The strongest Go player in Chile


On the other side of the world from Japan, there is a Mitsubishi Materials mining engineer, Satoshi Kamanaka, who has made a great contribution to the development of the board game Go in Chile.
Mr. Kamanaka had been a prefectural winner many times since before he joined the company, worked at the Los Pelambres mine in Chile, and as the population of Go players in South America increased rapidly due to the popularity of the Hikaru no Go manga, he was involved in the promotion of Go in the country. He is called “The strongest Go player in Chile,” and has held lectures at the prestigious University of Chile, and also frequently held Go lectures and lessons in his home.
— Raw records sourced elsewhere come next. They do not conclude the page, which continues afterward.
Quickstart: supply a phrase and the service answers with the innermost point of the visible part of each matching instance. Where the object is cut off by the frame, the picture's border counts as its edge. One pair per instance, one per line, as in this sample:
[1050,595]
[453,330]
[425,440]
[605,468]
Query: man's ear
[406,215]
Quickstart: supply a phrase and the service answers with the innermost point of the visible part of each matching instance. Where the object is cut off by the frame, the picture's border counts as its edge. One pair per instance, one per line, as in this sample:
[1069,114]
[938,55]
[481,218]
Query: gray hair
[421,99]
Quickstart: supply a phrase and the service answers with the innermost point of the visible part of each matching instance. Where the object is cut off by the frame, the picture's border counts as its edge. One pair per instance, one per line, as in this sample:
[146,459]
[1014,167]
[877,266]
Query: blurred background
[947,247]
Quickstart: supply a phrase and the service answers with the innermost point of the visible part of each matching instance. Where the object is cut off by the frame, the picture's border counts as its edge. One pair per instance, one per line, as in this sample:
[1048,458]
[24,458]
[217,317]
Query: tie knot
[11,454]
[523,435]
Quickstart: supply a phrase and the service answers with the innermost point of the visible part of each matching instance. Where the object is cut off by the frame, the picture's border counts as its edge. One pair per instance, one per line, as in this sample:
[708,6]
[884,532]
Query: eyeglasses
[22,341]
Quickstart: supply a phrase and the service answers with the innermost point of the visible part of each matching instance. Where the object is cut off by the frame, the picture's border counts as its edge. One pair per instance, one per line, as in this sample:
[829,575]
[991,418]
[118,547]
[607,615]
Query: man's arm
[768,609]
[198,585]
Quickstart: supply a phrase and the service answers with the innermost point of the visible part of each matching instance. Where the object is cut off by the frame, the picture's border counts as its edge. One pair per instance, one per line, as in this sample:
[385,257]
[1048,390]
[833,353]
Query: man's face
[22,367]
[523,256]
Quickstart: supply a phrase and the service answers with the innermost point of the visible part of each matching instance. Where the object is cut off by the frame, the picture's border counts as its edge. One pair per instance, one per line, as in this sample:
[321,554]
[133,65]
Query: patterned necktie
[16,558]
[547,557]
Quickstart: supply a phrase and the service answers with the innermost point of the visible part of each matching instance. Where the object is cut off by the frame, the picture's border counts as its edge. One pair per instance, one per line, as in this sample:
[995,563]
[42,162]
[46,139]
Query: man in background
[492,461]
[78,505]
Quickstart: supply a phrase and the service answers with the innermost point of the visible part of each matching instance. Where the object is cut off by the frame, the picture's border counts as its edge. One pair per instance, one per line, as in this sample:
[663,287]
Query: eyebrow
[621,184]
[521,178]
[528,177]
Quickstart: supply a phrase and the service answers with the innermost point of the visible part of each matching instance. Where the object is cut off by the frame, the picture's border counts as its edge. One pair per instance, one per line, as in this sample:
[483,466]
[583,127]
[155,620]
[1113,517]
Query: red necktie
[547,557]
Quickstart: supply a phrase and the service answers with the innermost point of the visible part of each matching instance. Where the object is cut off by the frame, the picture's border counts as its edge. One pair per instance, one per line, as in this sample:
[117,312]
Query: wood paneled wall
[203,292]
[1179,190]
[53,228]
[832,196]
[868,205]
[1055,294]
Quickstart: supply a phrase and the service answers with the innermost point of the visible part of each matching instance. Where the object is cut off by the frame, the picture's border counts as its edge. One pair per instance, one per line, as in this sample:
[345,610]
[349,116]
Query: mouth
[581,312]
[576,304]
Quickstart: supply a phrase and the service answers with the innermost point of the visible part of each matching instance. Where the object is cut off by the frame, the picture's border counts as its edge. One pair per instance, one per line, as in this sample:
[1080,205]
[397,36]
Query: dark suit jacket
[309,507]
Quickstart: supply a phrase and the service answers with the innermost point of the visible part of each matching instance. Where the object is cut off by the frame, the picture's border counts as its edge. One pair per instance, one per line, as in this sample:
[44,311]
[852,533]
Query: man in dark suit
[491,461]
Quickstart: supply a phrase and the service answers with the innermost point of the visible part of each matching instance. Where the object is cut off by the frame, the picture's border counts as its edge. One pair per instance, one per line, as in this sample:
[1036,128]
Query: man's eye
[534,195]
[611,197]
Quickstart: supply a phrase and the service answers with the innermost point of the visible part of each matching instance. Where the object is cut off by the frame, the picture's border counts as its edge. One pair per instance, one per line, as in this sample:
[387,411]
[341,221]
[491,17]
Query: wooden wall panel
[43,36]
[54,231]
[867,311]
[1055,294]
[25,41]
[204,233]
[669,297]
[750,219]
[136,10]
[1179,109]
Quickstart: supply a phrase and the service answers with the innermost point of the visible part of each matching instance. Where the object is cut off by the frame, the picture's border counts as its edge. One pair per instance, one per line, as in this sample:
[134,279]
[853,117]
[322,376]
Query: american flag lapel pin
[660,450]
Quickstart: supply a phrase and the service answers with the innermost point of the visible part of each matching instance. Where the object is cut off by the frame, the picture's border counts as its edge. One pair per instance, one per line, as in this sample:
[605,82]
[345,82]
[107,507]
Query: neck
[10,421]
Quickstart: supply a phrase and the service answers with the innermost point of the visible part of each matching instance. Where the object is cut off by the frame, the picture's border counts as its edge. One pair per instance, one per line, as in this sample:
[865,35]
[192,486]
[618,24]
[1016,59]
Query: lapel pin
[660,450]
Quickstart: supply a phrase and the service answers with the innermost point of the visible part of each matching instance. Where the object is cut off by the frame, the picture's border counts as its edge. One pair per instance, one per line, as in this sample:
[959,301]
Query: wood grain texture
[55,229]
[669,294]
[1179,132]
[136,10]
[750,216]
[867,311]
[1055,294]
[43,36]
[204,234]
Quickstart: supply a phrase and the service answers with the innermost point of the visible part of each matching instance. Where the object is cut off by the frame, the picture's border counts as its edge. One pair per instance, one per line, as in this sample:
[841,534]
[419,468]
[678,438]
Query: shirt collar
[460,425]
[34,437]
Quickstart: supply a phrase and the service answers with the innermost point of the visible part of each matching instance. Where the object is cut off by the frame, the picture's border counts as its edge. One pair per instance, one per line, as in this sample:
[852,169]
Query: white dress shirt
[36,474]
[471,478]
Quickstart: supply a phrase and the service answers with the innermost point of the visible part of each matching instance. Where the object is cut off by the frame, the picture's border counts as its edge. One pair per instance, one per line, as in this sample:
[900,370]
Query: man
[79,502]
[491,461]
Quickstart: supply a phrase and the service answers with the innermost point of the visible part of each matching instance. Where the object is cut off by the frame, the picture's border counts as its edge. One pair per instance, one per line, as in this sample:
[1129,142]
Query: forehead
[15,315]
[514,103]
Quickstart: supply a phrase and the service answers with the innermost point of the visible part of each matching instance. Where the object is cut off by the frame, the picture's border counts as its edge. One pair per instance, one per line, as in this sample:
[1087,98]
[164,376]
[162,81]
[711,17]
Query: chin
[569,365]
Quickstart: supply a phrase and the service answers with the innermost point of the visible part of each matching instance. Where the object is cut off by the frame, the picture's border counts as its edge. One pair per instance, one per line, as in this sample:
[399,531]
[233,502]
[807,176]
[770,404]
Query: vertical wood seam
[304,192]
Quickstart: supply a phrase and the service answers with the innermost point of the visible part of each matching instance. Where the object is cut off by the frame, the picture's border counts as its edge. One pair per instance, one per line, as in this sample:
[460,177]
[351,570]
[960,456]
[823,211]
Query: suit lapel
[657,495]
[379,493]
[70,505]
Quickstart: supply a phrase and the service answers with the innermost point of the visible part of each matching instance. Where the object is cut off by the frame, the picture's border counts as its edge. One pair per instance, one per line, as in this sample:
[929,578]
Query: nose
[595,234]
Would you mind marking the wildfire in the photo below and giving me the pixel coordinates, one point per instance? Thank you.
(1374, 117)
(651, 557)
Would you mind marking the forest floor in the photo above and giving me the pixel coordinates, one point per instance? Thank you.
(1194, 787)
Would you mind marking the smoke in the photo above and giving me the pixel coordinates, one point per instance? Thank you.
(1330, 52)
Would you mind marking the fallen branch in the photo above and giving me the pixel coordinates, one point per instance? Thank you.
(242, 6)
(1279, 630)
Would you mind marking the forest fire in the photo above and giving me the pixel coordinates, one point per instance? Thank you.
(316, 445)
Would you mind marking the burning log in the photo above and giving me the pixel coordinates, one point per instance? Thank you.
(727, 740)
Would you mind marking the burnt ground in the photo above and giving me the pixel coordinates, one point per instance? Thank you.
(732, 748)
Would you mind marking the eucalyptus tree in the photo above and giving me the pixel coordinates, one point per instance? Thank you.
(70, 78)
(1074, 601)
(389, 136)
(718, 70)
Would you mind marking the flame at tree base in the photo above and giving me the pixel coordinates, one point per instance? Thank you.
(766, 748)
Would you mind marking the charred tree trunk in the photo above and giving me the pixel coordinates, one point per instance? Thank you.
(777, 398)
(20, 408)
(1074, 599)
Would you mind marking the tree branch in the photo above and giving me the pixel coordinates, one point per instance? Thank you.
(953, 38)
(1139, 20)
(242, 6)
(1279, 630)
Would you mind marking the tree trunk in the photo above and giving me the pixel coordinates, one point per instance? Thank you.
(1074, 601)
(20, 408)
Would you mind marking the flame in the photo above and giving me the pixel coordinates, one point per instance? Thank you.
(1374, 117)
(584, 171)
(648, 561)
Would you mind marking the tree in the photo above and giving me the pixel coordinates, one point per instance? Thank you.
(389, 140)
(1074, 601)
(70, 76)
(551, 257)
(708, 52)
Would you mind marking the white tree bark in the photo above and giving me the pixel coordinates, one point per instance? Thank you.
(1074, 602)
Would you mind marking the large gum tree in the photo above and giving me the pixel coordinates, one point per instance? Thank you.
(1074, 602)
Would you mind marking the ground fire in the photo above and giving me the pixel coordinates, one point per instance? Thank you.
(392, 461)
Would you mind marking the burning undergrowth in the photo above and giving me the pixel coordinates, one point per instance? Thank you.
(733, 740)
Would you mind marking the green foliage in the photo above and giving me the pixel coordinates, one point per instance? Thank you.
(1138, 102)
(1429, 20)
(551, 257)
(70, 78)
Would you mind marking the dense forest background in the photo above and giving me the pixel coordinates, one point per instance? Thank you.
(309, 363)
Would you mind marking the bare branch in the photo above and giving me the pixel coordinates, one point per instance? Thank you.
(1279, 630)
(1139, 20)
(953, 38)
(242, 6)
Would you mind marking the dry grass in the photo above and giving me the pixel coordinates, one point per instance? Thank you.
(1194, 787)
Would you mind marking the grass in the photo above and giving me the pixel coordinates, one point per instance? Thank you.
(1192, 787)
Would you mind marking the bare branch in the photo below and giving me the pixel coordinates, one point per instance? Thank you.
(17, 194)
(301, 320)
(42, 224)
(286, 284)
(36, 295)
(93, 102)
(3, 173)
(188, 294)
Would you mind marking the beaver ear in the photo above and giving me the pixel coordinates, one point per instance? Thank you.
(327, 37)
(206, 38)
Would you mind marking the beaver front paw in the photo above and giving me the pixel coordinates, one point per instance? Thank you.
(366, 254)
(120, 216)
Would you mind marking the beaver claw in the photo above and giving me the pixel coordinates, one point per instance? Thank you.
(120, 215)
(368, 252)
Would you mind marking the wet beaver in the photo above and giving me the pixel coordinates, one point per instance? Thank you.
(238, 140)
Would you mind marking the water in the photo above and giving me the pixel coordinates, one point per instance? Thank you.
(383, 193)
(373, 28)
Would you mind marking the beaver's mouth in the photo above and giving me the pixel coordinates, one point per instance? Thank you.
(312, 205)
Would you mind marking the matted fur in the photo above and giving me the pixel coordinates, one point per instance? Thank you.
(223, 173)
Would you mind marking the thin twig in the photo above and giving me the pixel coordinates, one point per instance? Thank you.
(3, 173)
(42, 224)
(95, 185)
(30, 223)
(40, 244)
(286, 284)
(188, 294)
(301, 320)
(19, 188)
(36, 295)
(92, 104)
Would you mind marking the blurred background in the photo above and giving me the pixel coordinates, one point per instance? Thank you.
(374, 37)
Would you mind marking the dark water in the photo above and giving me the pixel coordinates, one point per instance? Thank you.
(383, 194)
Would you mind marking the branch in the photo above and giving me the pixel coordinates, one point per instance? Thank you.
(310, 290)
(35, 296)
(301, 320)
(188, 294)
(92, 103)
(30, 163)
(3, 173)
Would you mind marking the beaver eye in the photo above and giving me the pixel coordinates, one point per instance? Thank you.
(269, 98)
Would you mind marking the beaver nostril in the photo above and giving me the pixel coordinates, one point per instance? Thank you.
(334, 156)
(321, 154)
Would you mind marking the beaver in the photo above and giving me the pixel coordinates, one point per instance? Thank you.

He has also translated more than 200 Go terms and 100 proverbs into easy to understand Spanish so that the Chileans can understand them as well. He also began to teach at Korean Go clubs, was asked to teach a JICA* worker who actually was sent from Japan to teach Go in Chile, highlighting how skilled he is at Go.

As he played Go against 12 opponents simultaneously, he said, “Go is like talking with your hand, and I’m talking to 12 people separately. Where to place the stone comes to mind in just an instant.”
He continued these activities, receiving numerous awards from the Chilean Go Association and featured as the Go Maestro on local television. Today he works at the Copper Mountain mine in Canada, but he still teaches Chilean students online.